Types of LLMs
Large language models come in several architectural and access pattern variants.
By Access Pattern
Proprietary API Models
Hosted by companies like OpenAI, Anthropic, and Google. You call them via REST API, pay per token, and never see the weights. Examples: GPT-4o, Claude 3.5 Sonnet, Gemini 1.5 Pro.
Pros: Highest capability, no infrastructure, always up to date.
Cons: Data leaves your systems, per-token cost, rate limits.
Open-Weight Models
Weights are publicly released. You download them and run inference yourself. Examples: Llama 3.1, Mistral 7B, Qwen 2.5.
Pros: Data stays local, no per-token cost, customizable.

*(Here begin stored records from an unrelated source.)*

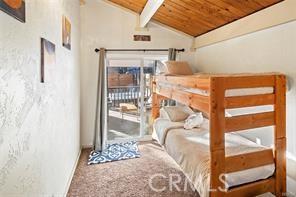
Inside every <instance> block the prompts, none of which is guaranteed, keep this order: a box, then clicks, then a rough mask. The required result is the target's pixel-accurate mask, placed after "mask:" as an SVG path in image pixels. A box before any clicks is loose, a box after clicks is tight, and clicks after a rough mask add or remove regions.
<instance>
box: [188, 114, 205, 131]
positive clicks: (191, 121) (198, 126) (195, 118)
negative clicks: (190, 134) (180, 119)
mask: <svg viewBox="0 0 296 197" xmlns="http://www.w3.org/2000/svg"><path fill="white" fill-rule="evenodd" d="M203 121H204V118H203V116H202V113H201V112H199V113H195V114H192V115H190V116H189V117H188V118H187V119H186V120H185V124H184V129H193V128H195V127H200V126H201V125H202V123H203Z"/></svg>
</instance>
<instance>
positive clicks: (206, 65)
mask: <svg viewBox="0 0 296 197" xmlns="http://www.w3.org/2000/svg"><path fill="white" fill-rule="evenodd" d="M196 68H197V69H198V70H199V71H205V72H224V73H225V72H230V73H231V72H270V71H278V72H282V73H284V74H286V75H287V76H288V78H289V81H290V84H291V86H292V87H291V90H290V91H289V92H288V93H287V141H288V145H287V146H288V152H289V153H290V155H292V157H294V158H296V132H295V131H296V121H295V118H296V84H295V82H296V21H294V22H290V23H286V24H283V25H279V26H276V27H273V28H269V29H266V30H263V31H259V32H255V33H252V34H249V35H245V36H241V37H238V38H234V39H231V40H227V41H224V42H220V43H217V44H214V45H211V46H208V47H203V48H200V49H198V50H197V52H196ZM271 135H272V132H270V133H269V135H268V134H266V133H265V134H262V133H260V132H253V133H252V134H251V135H249V136H250V137H254V136H259V137H260V138H261V139H262V140H263V142H264V143H265V144H269V143H271V142H270V139H271ZM290 164H291V163H288V170H289V167H290ZM291 165H292V164H291ZM293 168H295V166H294V167H293ZM291 170H292V168H291ZM295 178H296V177H295ZM295 195H296V194H295Z"/></svg>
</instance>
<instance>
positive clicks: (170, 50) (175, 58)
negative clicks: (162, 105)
mask: <svg viewBox="0 0 296 197" xmlns="http://www.w3.org/2000/svg"><path fill="white" fill-rule="evenodd" d="M176 59H177V51H176V49H175V48H169V56H168V60H169V61H176ZM167 105H168V106H175V105H176V101H174V100H168V102H167Z"/></svg>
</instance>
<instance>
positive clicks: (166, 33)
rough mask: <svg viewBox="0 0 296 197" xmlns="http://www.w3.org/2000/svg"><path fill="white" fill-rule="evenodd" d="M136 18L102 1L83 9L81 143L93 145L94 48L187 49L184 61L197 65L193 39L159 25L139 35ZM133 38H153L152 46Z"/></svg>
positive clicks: (96, 73)
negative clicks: (159, 25)
mask: <svg viewBox="0 0 296 197" xmlns="http://www.w3.org/2000/svg"><path fill="white" fill-rule="evenodd" d="M136 24H137V17H136V15H135V14H132V13H130V12H128V11H125V10H123V9H121V8H118V7H115V6H113V5H110V4H108V3H106V2H104V1H102V0H96V1H95V0H88V1H87V2H86V5H84V6H81V62H82V65H81V91H82V92H81V93H82V97H81V140H82V145H84V146H88V145H91V144H92V143H93V131H94V118H95V116H94V115H95V103H96V101H95V98H96V86H97V68H98V61H99V60H98V55H97V54H96V53H94V49H95V48H100V47H105V48H127V49H130V48H170V47H173V48H185V49H186V51H187V52H185V53H182V54H181V55H180V59H181V60H187V61H189V62H190V63H191V64H192V63H193V62H194V53H193V52H190V47H191V45H192V41H193V39H192V38H190V37H187V36H184V35H182V34H179V33H176V32H173V31H171V30H169V29H166V28H163V27H161V26H159V25H156V24H151V23H150V24H149V26H148V27H149V31H146V32H145V31H143V32H136V31H135V27H136ZM134 34H148V35H151V40H152V41H151V42H134V41H133V35H134Z"/></svg>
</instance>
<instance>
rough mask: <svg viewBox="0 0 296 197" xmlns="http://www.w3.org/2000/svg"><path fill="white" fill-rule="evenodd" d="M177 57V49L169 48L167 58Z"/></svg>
mask: <svg viewBox="0 0 296 197" xmlns="http://www.w3.org/2000/svg"><path fill="white" fill-rule="evenodd" d="M176 59H177V51H176V49H175V48H169V57H168V60H170V61H176Z"/></svg>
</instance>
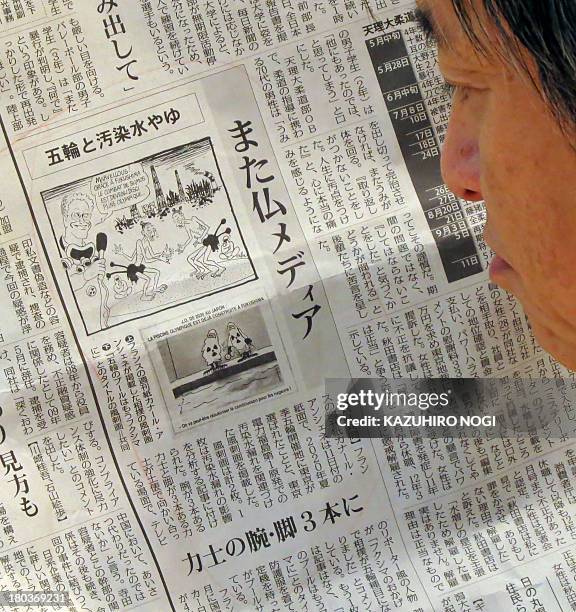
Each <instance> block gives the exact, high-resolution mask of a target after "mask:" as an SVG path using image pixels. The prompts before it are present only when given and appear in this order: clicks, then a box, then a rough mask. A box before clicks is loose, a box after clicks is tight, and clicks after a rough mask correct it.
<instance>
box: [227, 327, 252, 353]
mask: <svg viewBox="0 0 576 612" xmlns="http://www.w3.org/2000/svg"><path fill="white" fill-rule="evenodd" d="M226 331H227V332H228V340H227V342H226V346H227V349H228V351H227V353H226V355H225V357H226V360H227V361H229V360H230V359H232V357H239V359H238V362H240V361H244V360H245V359H248V358H249V357H252V355H255V354H256V353H255V351H254V343H253V342H252V338H249V337H248V336H247V335H246V334H245V333H244V332H243V331H242V330H241V329H240V328H239V327H238V326H237V325H236V323H234V321H230V322H229V323H228V325H227V326H226Z"/></svg>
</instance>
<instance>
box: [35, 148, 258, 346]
mask: <svg viewBox="0 0 576 612" xmlns="http://www.w3.org/2000/svg"><path fill="white" fill-rule="evenodd" d="M41 196H42V199H43V202H44V206H45V209H46V212H47V215H48V218H49V221H50V225H51V227H52V232H53V237H54V244H55V248H57V250H58V254H59V256H60V258H61V260H62V263H63V267H64V270H65V274H66V277H67V282H68V284H69V287H70V289H71V291H72V293H73V296H74V300H75V302H76V306H77V309H78V313H79V315H80V317H81V319H82V321H83V323H84V326H85V329H86V333H87V334H89V335H90V334H93V333H97V332H99V331H101V330H103V329H107V328H109V327H113V326H115V325H120V324H122V323H125V322H127V321H132V320H135V319H138V318H141V317H145V316H148V315H150V314H153V313H155V312H160V311H162V310H164V309H165V308H168V307H171V306H175V305H178V304H183V303H186V302H189V301H194V300H198V299H202V298H203V297H205V296H209V295H214V294H216V293H220V292H222V291H227V290H228V289H231V288H233V287H237V286H239V285H244V284H246V283H248V282H251V281H253V280H256V278H257V277H256V272H255V269H254V265H253V263H252V260H251V258H250V254H249V252H248V250H247V248H246V244H245V242H244V238H243V236H242V233H241V230H240V227H239V225H238V222H237V220H236V215H235V212H234V209H233V207H232V203H231V200H230V198H229V195H228V190H227V187H226V185H225V184H224V181H223V178H222V174H221V173H220V169H219V166H218V161H217V159H216V155H215V152H214V150H213V147H212V141H211V139H210V138H204V139H202V140H199V141H195V142H190V143H186V144H183V145H180V146H177V147H173V148H171V149H166V150H163V151H161V152H159V153H156V154H154V155H149V156H147V157H145V158H142V159H139V160H138V161H135V162H133V163H130V164H127V165H124V166H120V167H117V168H113V169H107V170H105V171H102V172H100V173H99V174H95V175H92V176H88V177H85V178H80V179H78V180H75V181H73V182H71V183H68V184H65V185H61V186H58V187H55V188H53V189H50V190H47V191H43V192H42V193H41ZM228 240H232V242H233V243H234V245H236V248H240V251H241V252H242V253H243V254H245V258H242V259H237V260H236V261H234V262H233V265H232V263H228V258H226V257H222V253H224V252H228V250H229V247H228V246H226V244H227V241H228Z"/></svg>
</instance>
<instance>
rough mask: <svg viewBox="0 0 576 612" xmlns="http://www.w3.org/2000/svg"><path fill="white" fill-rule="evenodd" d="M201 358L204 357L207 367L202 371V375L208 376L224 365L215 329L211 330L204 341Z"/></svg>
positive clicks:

Cons: Requires GPU/CPU infrastructure, operational overhead.
Fine-Tuned Models
A base model further trained on domain-specific data. Can be proprietary or open-weight. Examples: Code Llama (code), BioMedLM (biomedical).
By Size Class
| Class | Parameters | Typical Use Case |
|---|---|---|
| Small | 1B–7B | Edge inference, classification |
| Medium | 8B–30B | Chat, summarization, RAG |
| Large | 70B–200B | Complex reasoning, agentic tasks |
| Frontier | >200B | Research, hardest tasks |
Choosing the Right Model
For most production applications, start with a medium-class API model (GPT-4o-mini, Claude 3.5 Haiku) and measure accuracy on your specific task. Only upgrade to a larger model if the benchmark results justify the cost difference.